Once you have collected the seeds, remove the floss from seeds before either planting them directly in the ground or cold-stratifying them yourself. This can be done by placing seeds attached to floss (or fluff) into a paper bag and placing several coins in the bag. Shake the bag several times then look inside. If the seeds are still attached to the floss, shake again until almost all of the seeds are separated. Hand separating seeds from floss is time-consuming and frustrating, so this saves time and makes life much easier! 

WHEN: In most areas, seed collection typically happens in the fall. Note that to improve seed viability only collect seeds from pods that have split open and have deep brown seeds. If you collect them too early, you may wind up with a lot of wasted seeds and no milkweed plants. Planting seeds around Thanksgiving, ideally before the first frost, is a good rule of thumb.

Preparing & Planting Seeds

Now that you have mature seeds with the floss removed, the next step is to determine how you are going to get the seeds ready for planting. There are two methods of seed prep, and it is up to you how you choose to do this. These methods will differ if you live in a warmer climate. 

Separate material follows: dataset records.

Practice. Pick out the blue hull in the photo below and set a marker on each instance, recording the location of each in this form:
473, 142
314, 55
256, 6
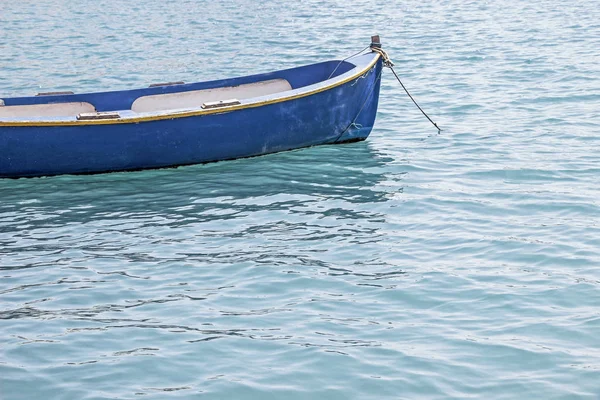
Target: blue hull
335, 110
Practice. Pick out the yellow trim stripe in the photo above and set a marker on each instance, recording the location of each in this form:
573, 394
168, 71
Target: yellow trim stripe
183, 114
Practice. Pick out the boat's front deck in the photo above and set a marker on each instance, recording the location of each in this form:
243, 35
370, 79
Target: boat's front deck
165, 98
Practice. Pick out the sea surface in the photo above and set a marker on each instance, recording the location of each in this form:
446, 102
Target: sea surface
414, 265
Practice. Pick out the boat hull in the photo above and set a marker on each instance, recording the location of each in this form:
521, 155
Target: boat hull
342, 113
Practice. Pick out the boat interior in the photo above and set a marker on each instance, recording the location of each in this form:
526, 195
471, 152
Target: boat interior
167, 97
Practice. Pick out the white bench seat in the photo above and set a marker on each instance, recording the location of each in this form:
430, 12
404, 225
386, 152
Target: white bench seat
195, 98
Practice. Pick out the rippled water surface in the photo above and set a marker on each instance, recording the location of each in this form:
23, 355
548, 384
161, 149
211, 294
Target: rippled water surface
412, 265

1) Cold Stratification Outdoors: Stratification is a natural process that promotes seed germination by breaking the seed dormancy. If you live in areas where there are freezing temperatures, you can rely on mother nature to do the stratification for you. Simply remove all mulch, rocks, weeds and importantly, invasive species from the area you are planting. You can put a hole in the soil (approximately up you your first knuckle) and place an individual seed in the hole and cover it up, or you can scatter the seeds on the surface of the soil and cover with moist soil. Either way, you should make sure the seeds are planted at least 3-4 inches apart to avoid overcrowding. In the spring, your seedlings should appear in your garden with no work on your part other than the planting of the seeds the previous fall.

2) Cold Stratification Indoors: If you choose to collect seeds and undertake cold stratification yourself, you will need seeds, soil and space in your refrigerator for several months to do this. 

There are two methods for growing milkweed in the spring if you start them indoors:

1) Planting stratified seeds once the threat of the last thaw has passed

2) Starting the stratified seeds indoors and planting the seedling after the threat of the last thaw has passed.

If you choose to start seeds indoors, once the floss is removed, place seeds between two damp (not wet) paper towels and place them in a Ziplock baggie or a reusable Tupperware container. Make sure to label the species of seed you are starting indoors, and keep a close eye on them. Most species require 30 days in the refrigerator to being germinating. Once they begin to sprout, remove them from the refrigerator and plant them in small pots, one or two seeds per pot, in peat potting mix.

NOTE: MILKWEED DOES NOT REQUIRE PESTICIDES OF ANY KIND! As a matter of fact, pesticides used throughout the country in farming and private gardens is part of the reason we are losing our milkweed species at alarming rates. Please be part of the solution, not part of the problem and resist using any type of pesticide in your yard or garden.